Crossbites, Overbites, & Underbites Explained

Your bite, meaning how your teeth come together, is crucial to your oral health and to give you the smile of your dreams. A malocclusion occurs when your teeth meet improperly or not at all, and there are three main types of malocclusions: overbites, underbites, and crossbites. All three require a diagnosis and treatment by a trained Gainesville orthodontist.

If you have a bite problem, Dr. Mullally, our Gainesville orthodontist, can help. Contact Studio32 Orthodontics today to find out more about orthodontic treatment with braces or Invisalign® and to schedule an orthodontic consultation.

What Is An Overbite?

An overbite is a condition that occurs when a patient's top front teeth extend beyond their bottom front teeth, but having upper teeth that extend slightly over the lower teeth doesn't mean you have an overbite. For a bite to be considered an overbite, the upper teeth must overlap the bottom teeth by roughly 4–10 millimeters. These can be caused by teeth coming in awkwardly, genetics, thumb sucking, ,strong>gum disease, or injury. An overbite is never too late to fix.

What Is An Underbite?

Also called a Class III bite, an underbite is the opposite of an overbite, meaning the lower teeth extend beyond the upper. This can cause several serious oral health issues, including Temporomandibular Joint Dysfunction. Underbites can also be caused by childhood behaviors or genetics. We recommend treating severe underbites immediately to help prevent issues from appearing down the road.

What Is A Crossbite?

While many people believe that there are only two forms of malocclusion, a crossbite is a third, less known malocclusion that occurs when the top teeth are positioned too close to the cheek or tongue. This type of malocclusion typically occurs during childhood, and they cannot correct themselves naturally over time. Due to this, crossbites need to be diagnosed and treated by a trained professional.

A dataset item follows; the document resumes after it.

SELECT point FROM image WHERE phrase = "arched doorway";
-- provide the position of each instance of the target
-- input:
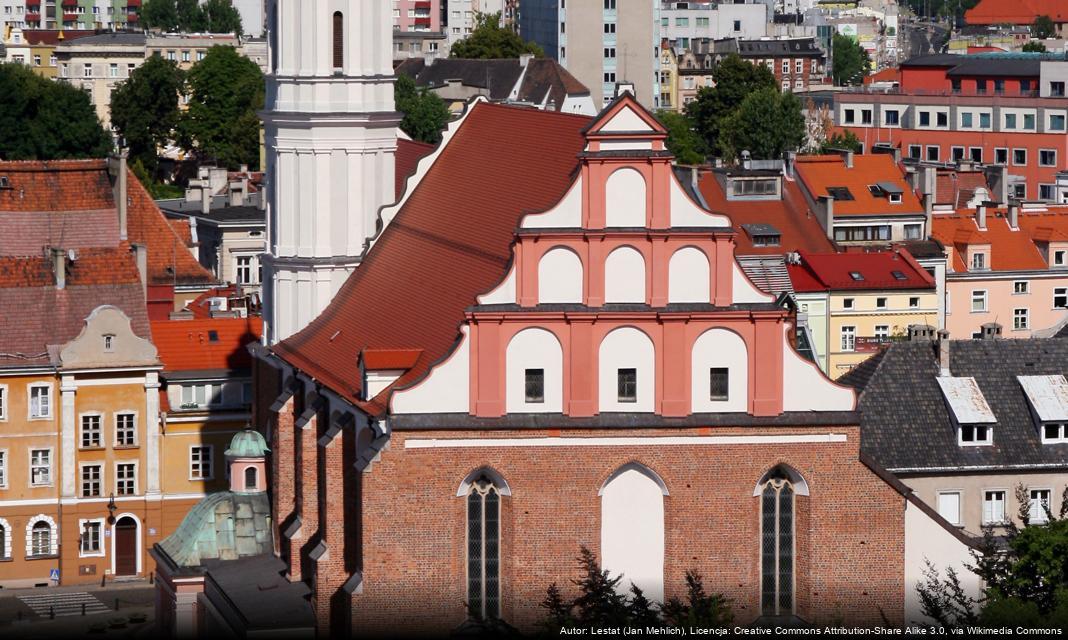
(125, 546)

Overbite & Underbite Treatments

Removable Retainer

For those malocclusions that are less severe, a removable retainer is a good solution. This type of solution hooks around the back of the patient's teeth to hold itself in place. If this is the solution you choose, it is important to ensure that you wear the retainer every day in order to ensure it is effective.


Braces are one of the most common ways to treat malocclusions, especially for children or teenagers. With braces, a taut wire connects tiny brackets that apply pressure to your teeth, aligning them over the span of 1–3 years. We recommend checking with your insurance provider to ensure that braces are covered under your plan, as it will often cover braces for children but not for adults.


With some malocclusions, a popular option is aligners, such as Invisalign®, which are clear and removable, saving you time and possible embarrassment. This treatment option can take several months to years, depending on the severity of the malocclusion. These aligners can help you to achieve the smile of your dreams.